The Biden administration is facing mounting criticism following a report detailing the dismantling of federal health advisory committees under the Trump administration, a move experts say is undermining public health and biomedical research. The report, released by Public Citizen, identifies widespread terminations and disruptions of panels advising agencies including the National Institutes of Health (NIH), the Centers for Disease Control and Prevention (CDC), and the Food and Drug Administration (FDA).
Among the terminated advisory committees was the NIH Center for Scientific Review Advisory Council, established in 1988, which advised NIH leaders on research fund allocation. Beyond the NIH, the CDC saw nine advisory committees terminated, while four were terminated at the FDA. These included panels focused on critical areas such as childhood vaccines, heritable diseases, Alzheimer’s disease, health equity, healthcare infection control, rural health, novel technology, long COVID, and the US Preventive Services Task Force (USPSTF).

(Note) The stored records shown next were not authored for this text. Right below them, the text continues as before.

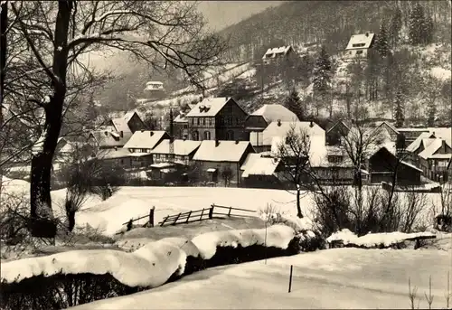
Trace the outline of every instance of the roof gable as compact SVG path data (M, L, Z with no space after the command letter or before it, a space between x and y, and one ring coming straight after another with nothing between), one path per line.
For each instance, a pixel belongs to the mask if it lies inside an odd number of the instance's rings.
M368 49L371 47L374 35L372 33L353 34L350 38L345 50Z
M174 154L175 155L188 155L195 151L201 145L200 141L180 140L173 141ZM162 140L152 151L152 154L170 154L170 140Z
M206 98L202 101L198 102L187 113L186 117L215 117L229 102L233 102L239 106L233 99L229 97Z
M249 141L204 140L193 156L193 160L206 162L240 162L251 146Z
M124 148L149 148L153 149L158 142L168 137L168 134L163 130L150 131L136 131L130 139L124 145Z
M267 123L278 121L278 119L283 122L300 121L294 112L279 104L264 105L251 113L251 116L261 116Z
M311 127L312 125L312 127ZM311 137L322 138L325 144L325 130L315 122L271 122L263 131L262 145L271 146L275 136L285 137L294 128L296 133L306 131Z

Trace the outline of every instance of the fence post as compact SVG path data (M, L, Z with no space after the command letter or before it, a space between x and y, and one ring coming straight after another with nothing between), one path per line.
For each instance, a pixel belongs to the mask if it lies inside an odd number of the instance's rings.
M174 219L174 221L173 221L173 225L175 225L175 222L177 221L177 220L179 220L179 217L181 216L181 214L182 214L182 212L180 212L179 214L177 214L177 216Z
M290 265L290 276L288 277L288 292L292 290L292 271L294 269L294 266Z
M155 206L152 206L151 210L149 210L149 226L154 227L154 211L155 210Z
M211 206L211 209L209 210L209 219L213 218L213 204Z

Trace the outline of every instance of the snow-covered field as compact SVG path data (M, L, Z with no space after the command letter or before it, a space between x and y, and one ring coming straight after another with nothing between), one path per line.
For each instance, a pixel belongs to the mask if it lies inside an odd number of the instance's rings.
M74 307L100 309L407 309L408 281L415 306L446 308L450 252L334 249L214 268L127 296ZM287 293L290 265L292 292ZM418 300L419 299L419 300Z

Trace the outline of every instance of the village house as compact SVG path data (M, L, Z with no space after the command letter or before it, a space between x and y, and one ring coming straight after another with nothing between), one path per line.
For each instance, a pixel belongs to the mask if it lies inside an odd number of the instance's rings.
M344 120L339 120L334 123L328 130L325 132L325 139L327 146L340 146L343 144L343 139L344 136L348 136L352 125L347 124Z
M204 140L193 156L201 180L224 182L239 186L240 167L250 153L255 153L249 141Z
M245 130L256 152L263 151L263 131L272 122L299 122L297 115L278 104L264 105L251 113L245 121Z
M386 182L392 183L396 175L396 184L414 186L421 183L422 170L417 166L396 157L395 147L382 146L377 148L369 158L369 173L371 183Z
M151 151L164 139L169 139L165 131L136 131L123 148L130 152L132 167L146 167L153 164Z
M344 58L366 60L369 49L372 48L374 38L375 34L372 33L352 35L345 48Z
M138 116L137 111L130 111L122 117L111 118L109 124L116 132L131 132L132 134L138 130L146 129L145 123Z
M231 98L204 99L186 115L189 139L241 140L246 138L247 117L248 114Z
M152 179L165 182L183 181L193 165L193 158L200 141L164 139L152 151ZM189 169L190 168L190 169Z
M441 138L424 139L423 151L419 153L419 167L430 180L443 182L448 178L447 164L452 157L452 148Z
M240 166L243 187L282 188L278 174L284 169L279 158L250 153Z
M259 149L262 152L272 151L274 139L285 139L287 133L294 129L296 135L309 136L311 141L315 143L323 143L325 145L325 130L315 122L271 122L267 128L262 132L262 144L259 145Z
M270 48L262 56L262 62L266 65L273 64L288 60L293 54L295 51L290 45Z
M89 133L87 142L96 154L99 150L122 148L131 136L131 131L95 130Z
M175 139L188 139L188 118L184 112L179 113L173 120L173 130Z

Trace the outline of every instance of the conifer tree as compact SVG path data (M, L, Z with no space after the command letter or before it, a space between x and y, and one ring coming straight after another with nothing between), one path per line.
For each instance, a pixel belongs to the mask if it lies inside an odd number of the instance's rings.
M390 52L390 44L388 42L388 31L383 23L380 26L380 33L377 35L375 42L375 50L381 57L386 57Z
M424 8L419 4L417 4L410 14L409 28L410 42L412 45L425 42L423 38L426 33L426 19Z
M313 70L314 92L325 97L331 82L332 64L330 56L325 46L322 46L320 54Z
M399 88L397 89L397 94L395 98L395 110L394 110L394 118L396 120L396 127L403 127L403 123L405 122L405 111L403 108L403 94L401 92L401 89Z
M301 102L300 97L298 96L298 92L295 89L292 89L290 94L287 96L287 98L286 98L284 105L290 111L294 112L300 121L306 119L305 108Z
M401 11L399 7L397 7L394 14L392 15L392 18L391 19L391 25L389 30L391 45L392 48L395 48L397 43L399 43L401 25Z

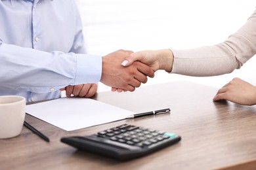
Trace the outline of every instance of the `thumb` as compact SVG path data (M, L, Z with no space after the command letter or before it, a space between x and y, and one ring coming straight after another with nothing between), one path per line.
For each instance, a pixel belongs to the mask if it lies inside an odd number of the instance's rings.
M140 60L140 56L138 53L133 53L127 57L125 60L121 63L123 66L127 67L131 65L134 61Z
M62 88L60 89L60 91L63 91L63 90L66 90L66 88Z

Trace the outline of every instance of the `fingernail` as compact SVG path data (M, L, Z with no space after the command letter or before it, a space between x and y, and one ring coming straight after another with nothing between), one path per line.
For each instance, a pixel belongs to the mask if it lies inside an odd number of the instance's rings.
M121 63L121 65L123 65L123 66L125 66L127 63L128 63L128 61L127 61L127 60L124 60L124 61Z

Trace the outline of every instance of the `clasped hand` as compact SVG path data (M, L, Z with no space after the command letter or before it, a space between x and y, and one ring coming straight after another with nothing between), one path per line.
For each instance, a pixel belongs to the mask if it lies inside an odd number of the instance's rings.
M154 70L140 61L135 61L127 67L121 65L132 53L119 50L103 57L100 82L121 92L133 92L141 83L147 82L147 76L154 77Z

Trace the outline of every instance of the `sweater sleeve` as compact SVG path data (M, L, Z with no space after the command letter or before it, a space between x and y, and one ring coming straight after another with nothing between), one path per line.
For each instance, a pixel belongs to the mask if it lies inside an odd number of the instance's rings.
M256 54L256 10L245 24L223 42L188 50L173 50L171 73L215 76L239 69Z

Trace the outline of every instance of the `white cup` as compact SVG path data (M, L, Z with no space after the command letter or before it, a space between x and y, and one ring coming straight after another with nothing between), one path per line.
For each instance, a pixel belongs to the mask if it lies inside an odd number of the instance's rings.
M20 134L26 114L26 99L19 95L0 96L0 139Z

The disruption extended beyond outright terminations. The report highlights concerns over appointments to the Interagency Autism Coordinating Committee (IACC). In January, the Department of Health and Human Services (HHS) appointed 21 new members to the IACC, with at least eight reportedly subscribing to the debunked theory that vaccines cause autism. This prompted autism researchers and advocates to establish a competing, independent advisory committee to counter potential misinformation emanating from the federal panel.
At the FDA, terminated advisory committees specialized in areas like arthritis, medical imaging drugs, pharmaceutical sciences, and patient engagement. The breadth of these terminations signals a systematic effort to diminish the role of independent experts in shaping federal health policy, according to the Public Citizen report.
“All Americans, including patients, lawmakers, and scientists, have every right to be incensed at the damage Trump has done to federal health advisory committees,” said Michael Abrams, a senior health researcher at Public Citizen and author of the report. “Trump’s actions are undermining biomedical research, long-standing processes for the approval of new drugs and medical devices, and federal vaccine policy. Silencing and biasing external experts makes HHS vulnerable to stagnation and corruption that erodes the health of all Americans.”
The changes to the ACIP, the CDC’s Advisory Committee on Immunization Practices, were noted in a recent report indicating the committee’s meeting was rescheduled for mid-March after HHS missed deadlines. The American College of Obstetricians and Gynecologists (ACOG) withdrew from the ACIP, further highlighting the instability within the committee structure.
The KFF report on HHS Public Health Policy Actions Under the Trump Administration 2025-2026 details a broader pattern of policy shifts, but does not offer specific details on the long-term impact of the advisory committee changes. As of Friday, March 20, 2026, HHS has not issued a statement addressing the Public Citizen report or outlining a plan to rebuild the dismantled advisory infrastructure.